1

I want to have a function in Redshift that removes accents from words. I have found a question in SO(question) with the code in Python for making it. I have tried a few solutions, one of them being:

import unicodedata
def remove_accents(accented_string):
    nfkd_form = unicodedata.normalize('NFKD', input_str)
    return u"".join([c for c in nfkd_form if not unicodedata.combining(c)])
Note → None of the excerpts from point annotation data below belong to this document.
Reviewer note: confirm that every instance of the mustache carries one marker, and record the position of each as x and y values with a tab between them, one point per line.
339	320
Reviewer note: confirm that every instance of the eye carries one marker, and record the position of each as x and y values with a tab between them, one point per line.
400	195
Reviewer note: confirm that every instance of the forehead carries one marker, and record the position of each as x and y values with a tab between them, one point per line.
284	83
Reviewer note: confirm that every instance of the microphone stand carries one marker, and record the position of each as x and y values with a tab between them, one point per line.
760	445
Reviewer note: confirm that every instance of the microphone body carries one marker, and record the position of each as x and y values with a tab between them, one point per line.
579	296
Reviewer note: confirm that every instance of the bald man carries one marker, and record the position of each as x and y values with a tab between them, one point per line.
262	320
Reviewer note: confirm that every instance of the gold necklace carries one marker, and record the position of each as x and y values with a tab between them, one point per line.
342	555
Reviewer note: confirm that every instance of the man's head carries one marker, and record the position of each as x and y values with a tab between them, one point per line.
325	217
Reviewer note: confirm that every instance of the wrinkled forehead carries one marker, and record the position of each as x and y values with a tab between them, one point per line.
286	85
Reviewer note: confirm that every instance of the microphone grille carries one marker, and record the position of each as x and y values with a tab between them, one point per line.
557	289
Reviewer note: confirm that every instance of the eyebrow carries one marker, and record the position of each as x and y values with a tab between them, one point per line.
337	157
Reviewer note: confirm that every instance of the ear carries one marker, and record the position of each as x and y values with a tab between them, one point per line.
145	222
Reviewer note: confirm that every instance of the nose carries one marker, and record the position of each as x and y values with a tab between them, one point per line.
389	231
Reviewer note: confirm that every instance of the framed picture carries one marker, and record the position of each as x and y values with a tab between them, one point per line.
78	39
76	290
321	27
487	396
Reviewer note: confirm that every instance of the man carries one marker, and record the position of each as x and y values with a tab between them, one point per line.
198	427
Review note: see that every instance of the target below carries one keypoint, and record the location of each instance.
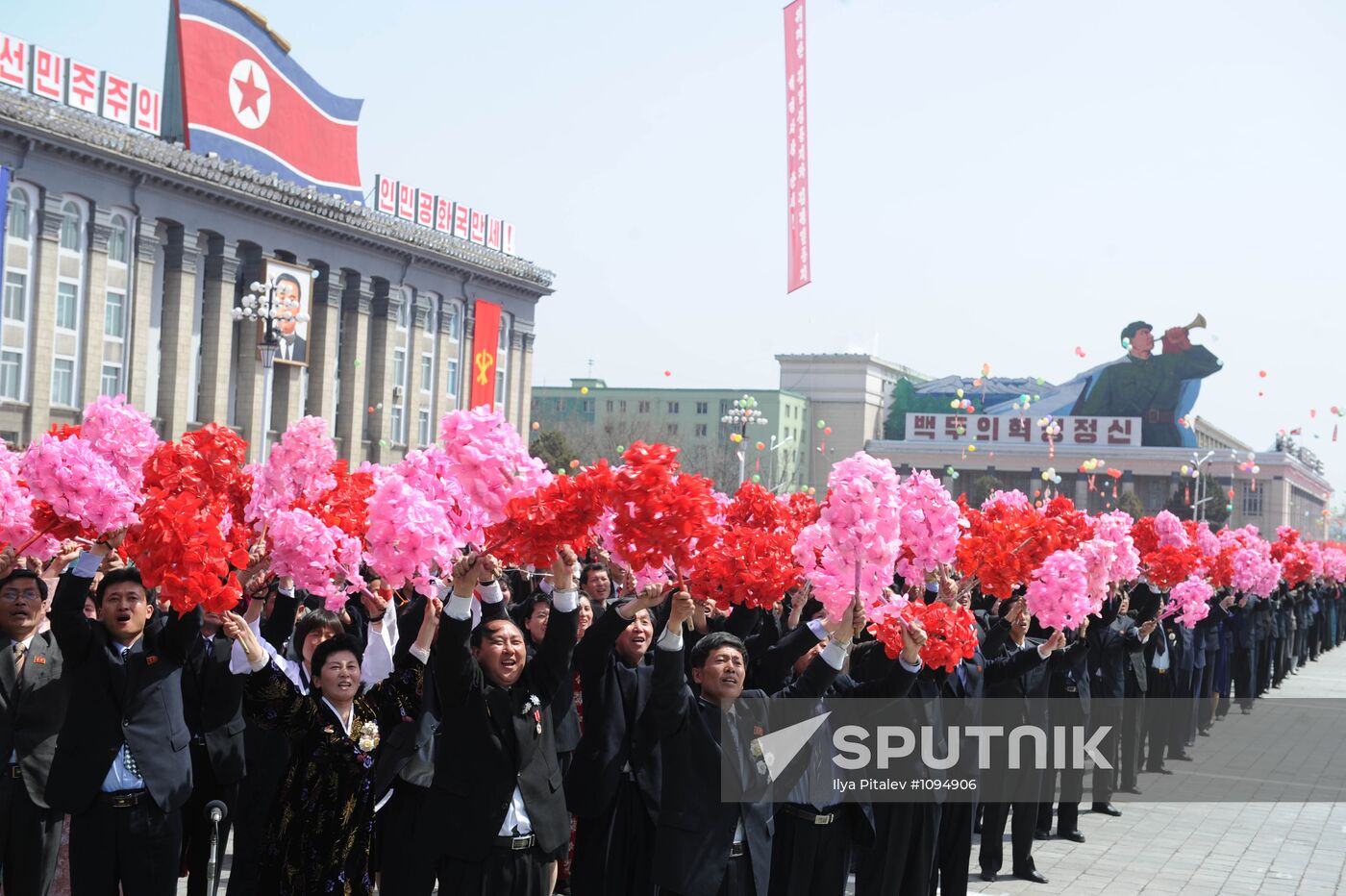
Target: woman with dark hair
(319, 838)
Then I create the function in Redshift as follows:

create function remove_accents(accented_string varchar)
returns varchar
immutable
as $$
import unicodedata
def remove_accents(accented_string):
    nfkd_form = unicodedata.normalize('NFKD', input_str)
    return u"".join([c for c in nfkd_form if not unicodedata.combining(c)])
$$ language plpythonu;

And I apply it to a column with:

SELECT remove_accents(city) FROM info_geo

Getting just null values. The column city is of varchar type. Why am I getting null values and how could I solve it?

Javier Lopez Tomas
  • 2,072
  • 3
  • 19
  • 41

1 Answers1

1

You don't need to create a Python function inside the UDF. Either add a call of the function or write it as a scalar expression:

create function remove_accents(accented_string varchar)
returns varchar
immutable
as $$
  import unicodedata
  nfkd_form = unicodedata.normalize('NFKD', accented_string)
  return u"".join([c for c in nfkd_form if not unicodedata.combining(c)])
$$ language plpythonu;
Yann
  • 2,426
  • 1
  • 16
  • 33